自定義表值聚合函數（UDTAGG）可以把一個表（一行或者多行，每行有一列或者多列）聚合成另一張表，結果中可以有多行多列。
如上圖有一個表，3個字段分別爲 id、name 和 price 共 5 行。假設需要找到價格最高的兩個飲料，類似於 top2() 表值聚合函數。需要遍歷所有 5 行數據，結果是有 2 行數據的一個表。
自定義表值聚合函數通過擴展 TableAggregateFunction 類來實現的，具體執行過程如下。首先，需要一個 accumulator 負責存儲聚合的中間結果。通過調用 TableAggregateFunction 的 createAccumulator() 方法來一個空的 accumulator。對於每一行數據，調用 accumulate() 方法更新 accumulator。
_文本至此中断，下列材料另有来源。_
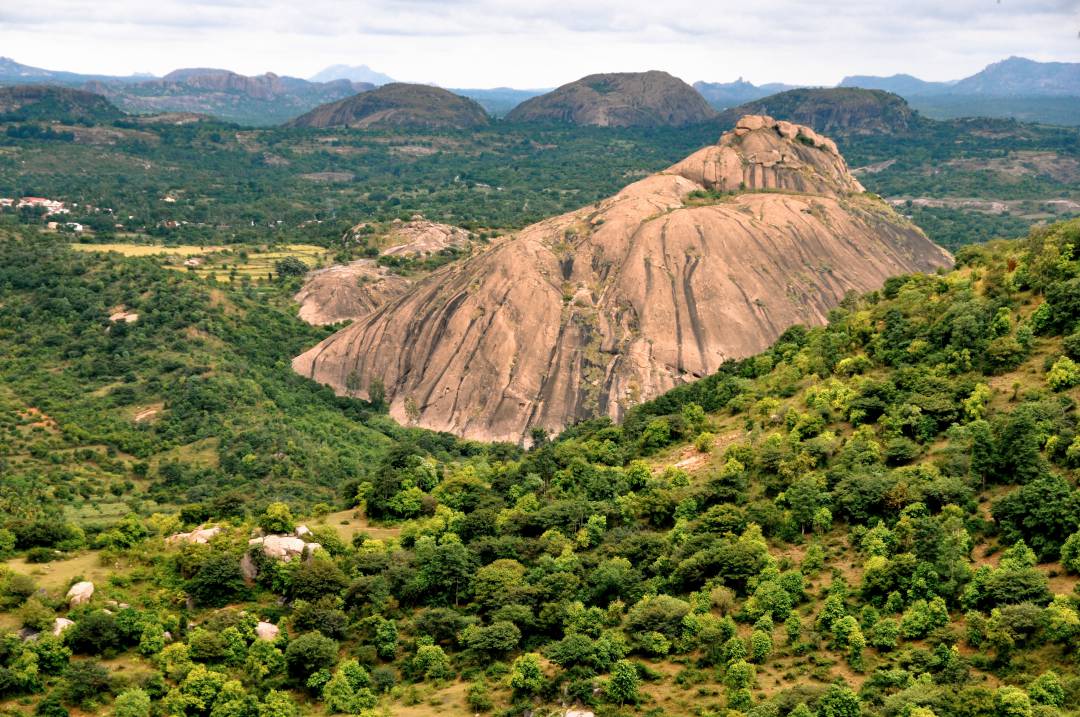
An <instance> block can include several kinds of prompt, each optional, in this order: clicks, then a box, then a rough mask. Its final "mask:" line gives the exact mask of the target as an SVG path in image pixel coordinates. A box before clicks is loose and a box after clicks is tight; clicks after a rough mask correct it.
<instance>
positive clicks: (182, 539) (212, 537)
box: [165, 525, 221, 544]
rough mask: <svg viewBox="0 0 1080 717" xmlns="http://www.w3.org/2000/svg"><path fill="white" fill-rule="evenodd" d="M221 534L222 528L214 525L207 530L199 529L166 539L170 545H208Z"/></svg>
mask: <svg viewBox="0 0 1080 717" xmlns="http://www.w3.org/2000/svg"><path fill="white" fill-rule="evenodd" d="M219 532H221V526H217V525H212V526H206V527H205V528H203V527H199V528H195V529H194V530H192V531H191V532H177V533H174V535H172V536H170V537H168V538H165V542H166V543H168V544H174V543H198V544H203V543H208V542H210V541H211V539H212V538H213V537H214V536H216V535H217V533H219Z"/></svg>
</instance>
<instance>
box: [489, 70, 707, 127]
mask: <svg viewBox="0 0 1080 717" xmlns="http://www.w3.org/2000/svg"><path fill="white" fill-rule="evenodd" d="M714 117H716V110H714V109H713V108H712V107H710V106H708V103H707V102H705V98H704V97H702V96H701V95H700V94H699V93H698V91H696V90H694V89H693V87H691V86H690V85H688V84H687V83H686V82H683V80H679V79H678V78H675V77H672V76H671V75H669V73H667V72H660V71H657V70H652V71H650V72H613V73H609V75H590V76H589V77H583V78H581V79H580V80H578V81H576V82H570V83H569V84H564V85H563V86H562V87H558V89H556V90H553V91H552V92H549V93H548V94H545V95H540V96H539V97H534V98H531V99H527V100H525V102H524V103H522V104H521V105H518V106H517V107H515V108H514V109H513V110H512V111H511V112H510V113H509V114H507V120H508V121H509V122H570V123H573V124H594V125H597V126H604V127H658V126H672V127H680V126H686V125H688V124H696V123H698V122H704V121H706V120H710V119H712V118H714Z"/></svg>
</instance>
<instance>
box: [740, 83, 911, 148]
mask: <svg viewBox="0 0 1080 717" xmlns="http://www.w3.org/2000/svg"><path fill="white" fill-rule="evenodd" d="M746 114H769V116H771V117H775V118H778V119H782V120H787V121H789V122H797V123H799V124H805V125H807V126H810V127H813V128H814V130H816V131H818V132H825V133H829V134H833V135H836V136H848V135H875V134H904V133H907V132H908V131H910V130H912V128H913V127H914V126H915V125H916V124H917V123H918V122H919V120H920V118H919V116H918V114H916V113H915V111H914V110H913V109H912V108H910V107H909V106H908V105H907V102H905V100H904V98H903V97H901V96H899V95H894V94H892V93H891V92H883V91H881V90H863V89H860V87H813V89H799V90H788V91H787V92H781V93H778V94H774V95H770V96H768V97H762V98H760V99H755V100H753V102H750V103H746V104H744V105H740V106H739V107H733V108H731V109H729V110H727V111H725V112H724V113H723V114H720V120H721V122H725V123H728V124H730V123H731V122H734V121H737V120H738V119H739V118H740V117H745V116H746Z"/></svg>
當所有數據都處理完之後，調用 emitValue() 方法計算和返回最終的結果。
實現TableAggregateFunction 必須要實現的方法：createAccumulator()、accumulate()
某些場景下必須實現的方法：
- retract() 在 bounded OVER 窗口中的聚合函數必須要實現。
- merge() 在許多批式聚合和以及流式會話和滑動窗口聚合中是必須要實現的。
- resetAccumulator() 在許多批式聚合中是必須要實現的。
- emitValue() 在批式聚合以及窗口聚合中是必須要實現的。
emitUpdateWithRetract() 在 retract 模式下，可以提升人物效率，該方法負責發送被更新的值。

代碼實例

定義TableAggregateFunction 來計算給定列的最大的 2 個值，在 TableEnvironment 中註冊函數，在 Table API 查詢中使用函數（當前只在 Table API 中支持 TableAggregateFunction）。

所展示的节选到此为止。